An apology is in order. After reading more reader emails on this subject, and after properly reading and thinking about Conor’s original post, I withdraw my aside that this wasn’t technically torture because it was not done to procure information and could be defended as a medical procedure to keep someone alive. If the facts of the case are as the lawsuit alleges, Conor is dead right and I am dead wrong. Conor is wrong, however, to say I am blinded by fealty to Obama, as my posts this week on the Senate Intelligence Report should prove. I was, rather, guilty of blogging while traveling.
I hope readers understand I wasn’t defending the ghastly practice, just concerned about the legal technicalities. The manner of this force-feeding, if the lawsuit is correct, puts it in an entirely different category from medical procedures. I should have taken more time. This email was especially persuasive:
I am a surgeon well versed in the use of nasogastric tubes.

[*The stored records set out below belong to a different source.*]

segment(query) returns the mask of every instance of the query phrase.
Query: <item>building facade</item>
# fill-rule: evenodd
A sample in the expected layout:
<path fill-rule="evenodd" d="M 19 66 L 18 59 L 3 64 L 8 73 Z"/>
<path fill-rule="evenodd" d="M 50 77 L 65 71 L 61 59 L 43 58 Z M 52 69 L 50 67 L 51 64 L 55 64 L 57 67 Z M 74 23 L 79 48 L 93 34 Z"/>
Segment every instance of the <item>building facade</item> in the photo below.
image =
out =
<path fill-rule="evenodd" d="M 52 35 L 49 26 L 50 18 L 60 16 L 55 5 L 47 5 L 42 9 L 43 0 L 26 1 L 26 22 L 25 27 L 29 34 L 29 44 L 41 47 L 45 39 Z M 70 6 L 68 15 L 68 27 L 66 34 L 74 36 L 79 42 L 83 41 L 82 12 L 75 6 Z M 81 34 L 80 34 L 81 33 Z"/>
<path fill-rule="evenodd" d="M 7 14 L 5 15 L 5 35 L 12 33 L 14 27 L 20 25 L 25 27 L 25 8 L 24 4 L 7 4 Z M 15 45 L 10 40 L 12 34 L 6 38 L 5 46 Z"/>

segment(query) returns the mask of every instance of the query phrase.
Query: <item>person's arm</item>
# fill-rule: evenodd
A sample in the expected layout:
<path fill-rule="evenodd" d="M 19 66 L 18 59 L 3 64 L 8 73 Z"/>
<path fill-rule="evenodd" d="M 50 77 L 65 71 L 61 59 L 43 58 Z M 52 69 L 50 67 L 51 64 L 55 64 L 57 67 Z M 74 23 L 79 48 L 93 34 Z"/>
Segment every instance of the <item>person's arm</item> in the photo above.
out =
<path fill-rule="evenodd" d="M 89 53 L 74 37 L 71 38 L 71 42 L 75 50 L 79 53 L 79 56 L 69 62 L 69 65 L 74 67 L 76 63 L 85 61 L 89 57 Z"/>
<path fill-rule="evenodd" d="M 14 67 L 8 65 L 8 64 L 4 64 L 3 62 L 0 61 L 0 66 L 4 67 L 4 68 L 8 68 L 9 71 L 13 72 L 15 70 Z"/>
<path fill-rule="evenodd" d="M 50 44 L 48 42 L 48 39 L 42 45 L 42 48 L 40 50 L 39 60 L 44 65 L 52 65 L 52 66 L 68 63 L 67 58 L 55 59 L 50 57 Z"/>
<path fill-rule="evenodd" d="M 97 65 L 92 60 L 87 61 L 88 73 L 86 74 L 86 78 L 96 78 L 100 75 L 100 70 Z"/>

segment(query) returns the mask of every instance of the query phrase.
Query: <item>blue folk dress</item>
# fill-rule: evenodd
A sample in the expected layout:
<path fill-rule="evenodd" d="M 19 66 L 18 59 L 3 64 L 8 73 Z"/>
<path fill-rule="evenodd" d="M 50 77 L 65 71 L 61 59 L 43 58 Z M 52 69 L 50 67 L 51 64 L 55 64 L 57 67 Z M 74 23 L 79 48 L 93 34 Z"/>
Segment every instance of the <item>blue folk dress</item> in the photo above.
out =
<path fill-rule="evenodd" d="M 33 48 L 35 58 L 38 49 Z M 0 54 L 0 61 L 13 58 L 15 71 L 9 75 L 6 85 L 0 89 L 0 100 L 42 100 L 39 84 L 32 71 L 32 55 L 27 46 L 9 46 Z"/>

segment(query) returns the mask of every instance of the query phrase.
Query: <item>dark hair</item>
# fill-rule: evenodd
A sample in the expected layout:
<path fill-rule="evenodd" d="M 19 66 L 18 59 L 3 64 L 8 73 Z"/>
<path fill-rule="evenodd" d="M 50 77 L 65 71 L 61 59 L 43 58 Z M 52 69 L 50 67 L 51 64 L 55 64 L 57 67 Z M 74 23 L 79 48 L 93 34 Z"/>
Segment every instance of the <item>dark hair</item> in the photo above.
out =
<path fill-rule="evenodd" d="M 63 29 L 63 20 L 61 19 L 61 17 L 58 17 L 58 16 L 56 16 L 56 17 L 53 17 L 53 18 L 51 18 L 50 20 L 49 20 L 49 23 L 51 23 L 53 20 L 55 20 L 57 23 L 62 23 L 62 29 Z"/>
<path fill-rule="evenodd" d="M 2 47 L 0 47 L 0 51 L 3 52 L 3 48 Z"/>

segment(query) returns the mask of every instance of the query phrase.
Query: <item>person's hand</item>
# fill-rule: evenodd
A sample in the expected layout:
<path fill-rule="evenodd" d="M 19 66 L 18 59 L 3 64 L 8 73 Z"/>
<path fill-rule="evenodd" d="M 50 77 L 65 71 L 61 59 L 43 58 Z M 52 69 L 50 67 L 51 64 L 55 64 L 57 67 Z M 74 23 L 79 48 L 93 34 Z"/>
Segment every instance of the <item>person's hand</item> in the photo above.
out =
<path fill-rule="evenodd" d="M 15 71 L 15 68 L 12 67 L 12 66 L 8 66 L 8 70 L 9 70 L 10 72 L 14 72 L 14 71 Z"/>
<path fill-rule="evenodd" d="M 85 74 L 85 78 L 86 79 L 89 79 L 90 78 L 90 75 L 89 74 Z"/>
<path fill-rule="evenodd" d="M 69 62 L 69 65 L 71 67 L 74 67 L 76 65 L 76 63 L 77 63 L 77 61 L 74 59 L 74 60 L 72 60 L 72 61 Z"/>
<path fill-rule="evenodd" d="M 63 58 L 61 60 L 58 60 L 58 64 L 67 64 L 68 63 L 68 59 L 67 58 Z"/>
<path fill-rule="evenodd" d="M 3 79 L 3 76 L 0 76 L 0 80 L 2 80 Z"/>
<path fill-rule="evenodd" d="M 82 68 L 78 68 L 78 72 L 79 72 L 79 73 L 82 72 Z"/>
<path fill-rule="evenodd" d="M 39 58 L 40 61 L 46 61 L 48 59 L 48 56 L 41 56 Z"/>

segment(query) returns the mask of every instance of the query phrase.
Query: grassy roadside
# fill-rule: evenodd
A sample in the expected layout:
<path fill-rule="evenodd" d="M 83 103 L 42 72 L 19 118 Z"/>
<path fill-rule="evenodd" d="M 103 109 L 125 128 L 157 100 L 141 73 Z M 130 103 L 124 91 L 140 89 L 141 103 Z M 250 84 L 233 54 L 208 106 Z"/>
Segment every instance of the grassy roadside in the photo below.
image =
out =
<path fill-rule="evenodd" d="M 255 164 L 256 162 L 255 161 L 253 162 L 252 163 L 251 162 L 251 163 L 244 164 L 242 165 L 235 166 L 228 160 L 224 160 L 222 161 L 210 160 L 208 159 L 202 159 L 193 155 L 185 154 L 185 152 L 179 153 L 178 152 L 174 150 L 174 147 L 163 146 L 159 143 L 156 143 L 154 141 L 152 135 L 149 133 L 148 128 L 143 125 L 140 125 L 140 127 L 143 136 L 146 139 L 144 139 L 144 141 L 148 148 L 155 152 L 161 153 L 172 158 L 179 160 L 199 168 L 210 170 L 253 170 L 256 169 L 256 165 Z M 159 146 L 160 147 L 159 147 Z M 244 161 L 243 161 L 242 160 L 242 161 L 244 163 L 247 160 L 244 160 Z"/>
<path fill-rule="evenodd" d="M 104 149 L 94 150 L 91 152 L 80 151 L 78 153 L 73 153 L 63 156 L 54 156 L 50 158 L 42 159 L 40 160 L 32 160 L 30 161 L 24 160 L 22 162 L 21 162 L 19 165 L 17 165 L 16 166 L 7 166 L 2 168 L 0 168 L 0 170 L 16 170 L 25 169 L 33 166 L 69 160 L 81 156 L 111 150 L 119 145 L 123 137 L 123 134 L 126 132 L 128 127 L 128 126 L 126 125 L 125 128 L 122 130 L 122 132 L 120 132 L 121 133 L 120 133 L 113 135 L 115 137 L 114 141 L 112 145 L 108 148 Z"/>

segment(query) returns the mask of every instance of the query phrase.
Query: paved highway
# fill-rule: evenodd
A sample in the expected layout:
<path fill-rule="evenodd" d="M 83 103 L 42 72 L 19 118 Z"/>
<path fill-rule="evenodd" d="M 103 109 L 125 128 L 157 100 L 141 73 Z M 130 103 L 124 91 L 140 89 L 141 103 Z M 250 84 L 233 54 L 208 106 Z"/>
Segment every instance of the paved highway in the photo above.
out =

You wrote, “Many hospital patients are fed with NG tubes, even children. No one would describe that as torture, if medically necessary”. Andrew, I see many patients who have indisputable medical indications for NG tubes who, when informed of my treatment recommendations, refuse insertion of the tube. If I were to then restrain a coherent patient fully in charge of her mental faculties and forcibly jam the NG tube down that patient’s nose, I would be, incontrovertibly, assaulting that patient.
There are plenty of medical interventions that are justifiably “indicated”. A diabetic with gangrene of the foot may truly need an amputation, but if you restrain him against his will and go lopping off his limb, then you should have to face criminal charges.
This is about consent. Torture isn’t just to elicit information. You have said yourself that torture has nothing to do with intelligence gathering or ticking time-bomb scenarios. It’s all about power and domination.